Ray Direct Transport - RDMA Support in Ray Core

Discover how Ray Direct Transport (RDT) eliminates critical bottlenecks in distributed GPU workloads through this 32-minute conference talk from Ray Summit 2025. Learn from Anyscale engineers Stephanie Wang and Qiaolin Yu as they demonstrate how RDT dramatically accelerates AI and reinforcement learning systems by removing the need for tensor serialization and CPU memory routing in traditional Ray pipelines.
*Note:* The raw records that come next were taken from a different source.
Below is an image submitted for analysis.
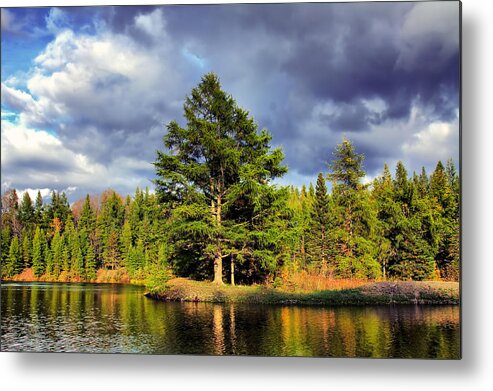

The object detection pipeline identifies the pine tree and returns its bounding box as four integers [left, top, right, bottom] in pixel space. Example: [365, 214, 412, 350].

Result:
[388, 162, 437, 280]
[328, 138, 380, 278]
[154, 73, 286, 283]
[2, 236, 23, 277]
[19, 191, 35, 229]
[49, 229, 65, 278]
[1, 225, 12, 265]
[310, 173, 330, 274]
[32, 226, 44, 277]
[22, 230, 32, 269]
[85, 244, 96, 281]
[34, 190, 44, 226]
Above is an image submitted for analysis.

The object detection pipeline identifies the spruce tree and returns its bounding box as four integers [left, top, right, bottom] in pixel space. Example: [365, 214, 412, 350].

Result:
[19, 191, 35, 230]
[2, 236, 23, 277]
[32, 226, 44, 277]
[310, 173, 330, 269]
[22, 230, 32, 269]
[154, 73, 286, 283]
[49, 229, 65, 278]
[85, 244, 96, 281]
[328, 138, 380, 278]
[34, 190, 44, 226]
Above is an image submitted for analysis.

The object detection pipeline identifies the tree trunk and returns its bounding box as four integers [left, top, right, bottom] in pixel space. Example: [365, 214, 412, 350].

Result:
[214, 251, 223, 285]
[214, 193, 223, 285]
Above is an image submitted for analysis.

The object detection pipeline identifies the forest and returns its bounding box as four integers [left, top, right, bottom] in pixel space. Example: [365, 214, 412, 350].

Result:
[1, 74, 460, 287]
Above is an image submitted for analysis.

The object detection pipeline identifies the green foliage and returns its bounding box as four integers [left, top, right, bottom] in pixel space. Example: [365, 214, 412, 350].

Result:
[32, 226, 44, 277]
[2, 236, 23, 277]
[154, 73, 286, 283]
[85, 244, 96, 281]
[1, 74, 460, 292]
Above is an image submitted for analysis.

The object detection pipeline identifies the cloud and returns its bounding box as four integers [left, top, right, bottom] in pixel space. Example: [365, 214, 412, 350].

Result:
[2, 2, 459, 199]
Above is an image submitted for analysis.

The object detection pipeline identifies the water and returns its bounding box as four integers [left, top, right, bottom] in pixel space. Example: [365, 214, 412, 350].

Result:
[1, 283, 460, 359]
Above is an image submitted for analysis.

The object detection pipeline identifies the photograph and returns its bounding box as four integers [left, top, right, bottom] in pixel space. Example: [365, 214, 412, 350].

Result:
[0, 1, 460, 363]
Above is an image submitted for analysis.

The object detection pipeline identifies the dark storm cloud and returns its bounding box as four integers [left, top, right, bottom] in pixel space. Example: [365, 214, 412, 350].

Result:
[1, 2, 459, 199]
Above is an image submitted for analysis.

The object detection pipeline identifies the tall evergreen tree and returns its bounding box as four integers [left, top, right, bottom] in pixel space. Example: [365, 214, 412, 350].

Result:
[309, 173, 330, 268]
[85, 243, 96, 281]
[328, 138, 380, 278]
[19, 191, 35, 230]
[22, 230, 32, 269]
[32, 226, 44, 277]
[2, 236, 23, 277]
[154, 73, 286, 283]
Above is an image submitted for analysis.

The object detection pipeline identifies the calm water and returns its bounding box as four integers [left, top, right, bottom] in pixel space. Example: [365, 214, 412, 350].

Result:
[1, 283, 460, 358]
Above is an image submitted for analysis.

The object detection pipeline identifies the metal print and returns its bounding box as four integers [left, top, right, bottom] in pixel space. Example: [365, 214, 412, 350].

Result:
[1, 1, 461, 359]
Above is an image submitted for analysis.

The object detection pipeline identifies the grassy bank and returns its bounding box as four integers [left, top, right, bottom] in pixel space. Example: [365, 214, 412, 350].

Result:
[146, 278, 459, 305]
Explore the core problem where GPU-intensive workloads suffer from overhead as every tensor must pass through CPU memory and the Ray object store, creating significant slowdowns in reinforcement learning for LLMs and multimodal training pipelines. Understand how RDT maintains GPU data on devices and enables direct actor-to-actor transfers using high-performance backends like NCCL, Gloo, and RDMA for zero-copy, serialization-free GPU communication. Examine the clean integration with Ray's ObjectRef API that makes adoption straightforward, and dive into the architecture enabling direct device-to-device data movement across distributed clusters. See live demonstrations of RDT powering cutting-edge workloads including disaggregated multimodal training and reinforcement learning for large language models, while gaining insights into how RDT transforms Ray into a high-performance GPU coordination layer for next-generation large-scale AI applications.